LOW SULPHUR FUELS
In 2016, the International Maritime Organization (IMO) announced that the effective date for the reduction of marine fuel Sulphur content will be 1 January 2020. Under the new global cap, ships will have to use marine fuels with a Sulphur content of no more than 0.5%, against the current limit of 3.5%, in an effort to reduce greenhouse gas emissions from ships. This should have global positive health and environmental benefits, particularly for coastal populations and those living in Port cities, such as Durban.
According to a study published in Nature Communications Journal, ship air pollution is linked to approximately 400,000 premature deaths from lung cancer and cardiovascular disease alone and around 14 million childhood asthma cases annually. It is estimated that the new Sulphur cap will help avoid around 700,000 cancer and cardiovascular disease-related premature deaths and around 40 million childhood asthma cases during the first five years of its implementation.
Ships will have the option of either using low sulphur fuels or alternatively having scrubbers fitted into existing ships (a scrubber is a piece of equipment that sprays alkaline water into a vessels exhaust to remove Sulphur and other unwanted chemicals).
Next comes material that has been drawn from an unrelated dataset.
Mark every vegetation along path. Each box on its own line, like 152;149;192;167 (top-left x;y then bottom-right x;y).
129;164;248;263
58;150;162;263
Scrubbers and the requisite sludge retention and disposal is however not seen as being viable by most ship owners as it comes at a cost of around USD6-10 million per ship, with no real return on such investment. In the circumstances, it is anticipated that the majority of ship owners will opt for low sulphur fuel oil.
Additionally, most of the refining industry will have to reconfigure itself to supply the required fuel quantity to the shipping industry. This could pose issues for refiners whose fuel is sourced from high sulphur crude sources. Refineries must consider options of upgrading systems and possibly changing their sources to include low sulphur crudes.
While the costs of the IMO’s regulatory change is currently unknown, all analysts predict that it will be large. Besides affecting vessel owners and refiners, the regulatory change will also have repercussions for crude oil producers and bunker suppliers.
These rules on the Sulphur cap apply to all global waters- both the open sea and coastal waters. Implementation is the responsibility of Flag and Coastal states, and sanctions for non-compliance are established by the individual states who are members of the International Convention for the Prevention of Pollution from Ships (MARPOL Convention.)
The global sulphur cap is meaningless unless properly enforced. Some major shipping companies have already formed the “Trident Alliance” which is a group committed to supporting robust and transparent enforcement of Sulphur regulations and compliance with the regulations. Its members include some of the largest shipping companies globally, such as Maersk. For companies such as these who are committed to complying, effective enforcement of the Sulphur cap is the only way of ensuring a level playing field between shipping companies, as otherwise there is a very real danger that ship owners who are not committed to complying will be in a position to use cheaper, non-complaint fuel with higher sulphur levels and undercut companies which do comply, on shipping rates.
Accordingly, a proposal was made to the IMO in late 2017 to the effect that vessels without scrubbers should not be permitted to carry any fuel on board for use in the ships engines which has a Sulphur content over 0.5%.
Major industry players including BIMCO, Cruise Lines International Association and the World Shipping Council, (amongst others) are of the view that the proposed ban will help ensure robust, simplified and consistent enforcement of the global Sulphur cap, as making it an offence to carry non-compliant shipping fuels, it is submitted, would be the most effective way to enforce the ban on such fuels being burned at sea, while the ship is outside the reach of the relevant Port Authorities.
The proposed ban is currently being considered by the IMO and it is expected to provide its recommendations in April 2018.
This article first appeared in the Sunday Tribune.